Bob Harvey, of Blackawton, representing amenity groups
on the Area of Outstanding Natural Beauty partnership committee, writes:
Toby Leigh’s article about the meeting of the AONB partnership committee,
Gazette, December 16, was comprehensive and accurate, and it would be inappropriate to try to add more details.
However, as the only person out of some two dozen amenity group members who was allowed to speak, I would like to emphasise a few key points.
First, I do not think that the staff of the AONB unit work very hard. I know they work very hard and are committed to effort well above and beyond what they are paid for.
Second, I do not think that South Hams Council is being pressurised by the Government to build too many houses. I know it is being heavily pressurised – effectively bribed – to build too many houses.
Third, the AONB partnership committee is under no such pressures, as it is itself responsible through the years for its self-emasculation until it is a eunuch – impressive but impotent. The meeting on December 2 marked an all-time low in its credibility in the eyes of the public. Coincidentally, it has an all-time high in an opportunity to start rebuilding that credibility.

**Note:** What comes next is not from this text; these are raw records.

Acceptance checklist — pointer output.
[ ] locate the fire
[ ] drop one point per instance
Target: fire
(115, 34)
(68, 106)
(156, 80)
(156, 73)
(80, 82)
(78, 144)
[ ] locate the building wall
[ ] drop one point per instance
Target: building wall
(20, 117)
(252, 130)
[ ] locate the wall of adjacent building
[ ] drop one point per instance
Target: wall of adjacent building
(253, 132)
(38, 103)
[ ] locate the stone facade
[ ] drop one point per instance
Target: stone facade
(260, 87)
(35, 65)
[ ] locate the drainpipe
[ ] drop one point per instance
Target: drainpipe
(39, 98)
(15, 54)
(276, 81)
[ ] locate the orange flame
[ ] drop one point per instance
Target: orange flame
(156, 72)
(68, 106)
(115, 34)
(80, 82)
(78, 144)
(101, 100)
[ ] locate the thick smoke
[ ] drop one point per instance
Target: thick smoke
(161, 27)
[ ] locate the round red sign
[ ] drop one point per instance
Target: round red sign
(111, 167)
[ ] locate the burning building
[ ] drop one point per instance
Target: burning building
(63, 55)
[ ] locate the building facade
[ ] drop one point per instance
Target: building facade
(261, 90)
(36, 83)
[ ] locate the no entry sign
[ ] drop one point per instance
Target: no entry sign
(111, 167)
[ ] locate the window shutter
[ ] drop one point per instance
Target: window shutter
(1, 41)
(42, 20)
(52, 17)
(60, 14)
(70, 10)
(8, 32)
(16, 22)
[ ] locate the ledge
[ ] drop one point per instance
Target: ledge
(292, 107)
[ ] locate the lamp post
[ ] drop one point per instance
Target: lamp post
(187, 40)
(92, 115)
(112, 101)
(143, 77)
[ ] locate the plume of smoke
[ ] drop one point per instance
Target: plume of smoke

The proposed development on Burgh Island will be hotly debated. AONB manager Roger English has produced an exemplary response from the AONB Unit that deserves the full support of the partnership committee. As a member of the committee, I urge the chairman, Andy Pratt, to ask the manager, Roger English, to contact all members by email requesting their personal support for the manager’s submission. With the public support of the whole partnership committee, it
has substantially more weight than if it comes only from the manager, a South Hams Council officer.
The councillors and officers on the committee are required, collectively and individually, by an Act of Parliament, to ‘have regard’ to this ‘protected landscape’, as they all receive ‘remuneration in respect of which is paid out of money provided by Parliament’.
The AONB constitution requires all members to be ‘active outside the scheduled partnership committee meetings’. Even councillors are committed to this, as South Hams Council states that when on the AONB they are ‘not acting for the council, as the outside organisation (AONB) will invariably have a legal status independent of the council’.
So here is a golden opportunity for the partnership committee to demonstrate, publicly, its commitment to ‘conserving and enhancing’ the ‘natural beauty’ of our AONB. It’s simple, it’s quick, and it can kick-start a better cooperation between the partnership committee and the public.
A 1942 poster by Frank Newbold sums up this opportunity: ‘Your Britain – fight for it now.’